Sperry and Ornstein noted that the left and the rig hemispheres are connected by an incredibly complex network of up to 300 million nerve fibres called the Corpus callosum. They were also able to show that the two halves of the brain tend to have different functions.
They (and other researchers) indicate that the left brain primarily appears to deal with language and mathematical processes and logical thought, sequences, analysis and what we generally label academic pursuits. The right brain principally deals with music, and visual impressions, pictures, spatial patterns, and colour recognition. They also ascribe to the right brain the ability to deal with certain kinds of conceptual thought – intangible ‘ideas’ such as love, loyalty, beauty.
The specialization of the two halves of the brain can result in some bizarre behaviour. Patients who, for medical reasons, have had their Corpus callosum severed, have effectively two semi-independent brains: two minds in one head.

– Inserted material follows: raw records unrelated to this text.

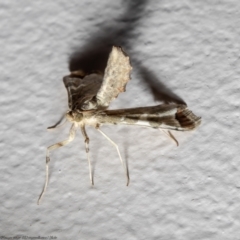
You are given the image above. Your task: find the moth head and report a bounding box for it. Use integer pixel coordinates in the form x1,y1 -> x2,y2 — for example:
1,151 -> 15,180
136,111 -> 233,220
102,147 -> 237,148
65,110 -> 83,122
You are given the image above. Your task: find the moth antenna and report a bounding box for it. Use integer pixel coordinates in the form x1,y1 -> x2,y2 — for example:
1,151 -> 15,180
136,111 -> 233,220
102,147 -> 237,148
159,129 -> 179,147
81,125 -> 94,185
38,124 -> 76,205
97,128 -> 130,186
47,116 -> 67,131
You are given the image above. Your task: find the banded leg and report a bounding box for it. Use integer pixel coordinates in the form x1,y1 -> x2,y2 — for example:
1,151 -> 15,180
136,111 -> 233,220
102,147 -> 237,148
97,128 -> 130,186
38,124 -> 76,205
81,125 -> 94,185
159,129 -> 179,146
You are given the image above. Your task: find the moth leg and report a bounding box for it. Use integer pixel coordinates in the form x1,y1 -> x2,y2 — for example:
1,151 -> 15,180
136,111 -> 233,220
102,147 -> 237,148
97,128 -> 130,186
81,125 -> 94,185
38,124 -> 76,205
159,129 -> 179,146
47,115 -> 67,130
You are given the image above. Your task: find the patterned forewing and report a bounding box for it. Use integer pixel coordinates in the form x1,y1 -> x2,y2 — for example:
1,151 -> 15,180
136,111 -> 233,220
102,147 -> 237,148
63,73 -> 102,110
97,47 -> 132,108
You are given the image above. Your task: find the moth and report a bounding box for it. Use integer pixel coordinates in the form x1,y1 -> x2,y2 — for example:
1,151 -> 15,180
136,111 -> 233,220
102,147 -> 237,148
38,46 -> 201,204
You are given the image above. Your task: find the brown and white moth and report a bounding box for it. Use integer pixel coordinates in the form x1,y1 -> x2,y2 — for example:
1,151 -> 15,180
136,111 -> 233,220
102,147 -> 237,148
38,47 -> 201,204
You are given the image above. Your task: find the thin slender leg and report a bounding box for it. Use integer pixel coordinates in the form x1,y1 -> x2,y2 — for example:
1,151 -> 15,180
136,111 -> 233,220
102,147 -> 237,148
97,128 -> 130,186
159,129 -> 179,146
38,124 -> 76,205
81,125 -> 94,185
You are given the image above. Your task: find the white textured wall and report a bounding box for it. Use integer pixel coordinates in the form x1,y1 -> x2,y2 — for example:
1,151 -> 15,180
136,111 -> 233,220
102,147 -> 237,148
0,0 -> 240,240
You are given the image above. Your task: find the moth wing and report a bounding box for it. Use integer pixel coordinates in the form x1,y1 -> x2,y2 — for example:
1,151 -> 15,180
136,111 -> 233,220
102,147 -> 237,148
63,72 -> 103,110
96,46 -> 132,108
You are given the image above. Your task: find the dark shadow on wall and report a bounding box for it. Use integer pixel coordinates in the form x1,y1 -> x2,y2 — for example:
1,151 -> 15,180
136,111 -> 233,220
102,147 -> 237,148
69,0 -> 147,73
69,0 -> 185,104
137,64 -> 186,105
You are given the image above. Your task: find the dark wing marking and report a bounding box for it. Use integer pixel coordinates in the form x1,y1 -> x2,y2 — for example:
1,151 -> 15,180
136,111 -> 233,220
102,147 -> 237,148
63,73 -> 103,110
97,46 -> 132,108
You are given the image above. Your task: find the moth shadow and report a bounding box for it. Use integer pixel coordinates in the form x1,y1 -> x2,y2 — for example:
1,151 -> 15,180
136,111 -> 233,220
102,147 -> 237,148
69,0 -> 147,73
139,66 -> 186,105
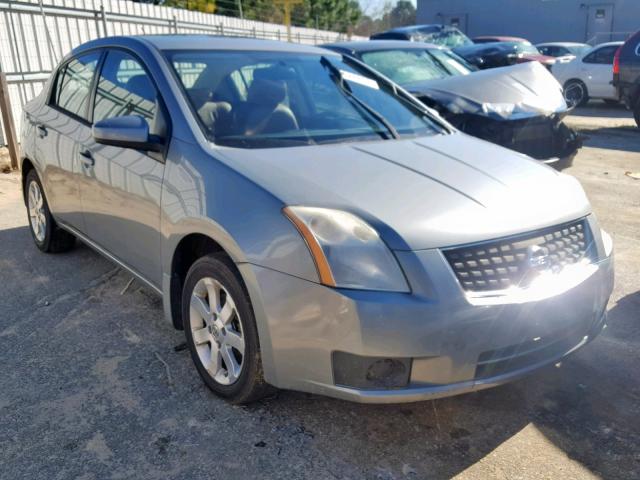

If a ball is shown to the left visual field of such a person, i.e. registered to their right brain hemisphere, the speaking half of the brain, which is in the other, (left) brain will claim to have seen nothing. If, however, the patient is asked to feel in a bag of assorted shapes he will correctly pull out a ball. If he is asked what he has done he will say ‘nothing’. The ball has only been seen with the right brain, and felt with the right brain. The speech centre, which is located in the left brain, has registered nothing.
Even more delicate experiments have been performed on surgically split-brained patients. The word SINBAD was projected to such a patient while his eyes were focused on the precise spot between N and B. The first 3 letters went to his right brain, the last three to his left hemisphere. When asked to saywhat he had seen, he replied BAD. When asked to point with his left hand to what he had seen he pointed to the word SIN.
The specialisation of the two brains has also been demonstrated by measuring the electrical activity of the brain during various activities.
When the brain is relaxed in a state of rest, it tends predominantly to show an alpha brain wave rhythm – i.e. 8-12 Hz waves. Ornstein found that a subject tackling a mathematical problem showed an increase in alpha in the right hemisphere. This indicated that the right side was relaxing whilst the left was active and, therefore, in a beta brain wave pattern. In contrast, when a subject was matching coloured patterns, the left showed alpha (i.e. was resting) and the right showed beta (i.e. was active). More on brain waves can be found here.
The brain scans, show the varying levels of electrical brain activity in a subject listening to music, words and singing. The first activity (music) involved the right brain. The second (listening to words only) involved the left brain, but singing (words and music together) involved the whole brain.
The left brain is now thought to be the half that specialises in serial, sequential thought, i.e. analysing information in sequence in a ”logical” step by step approach. The left rationalises. The right brain seems to take in several bits of information ”at a glance” and process them into one overall thought. The right synthesises.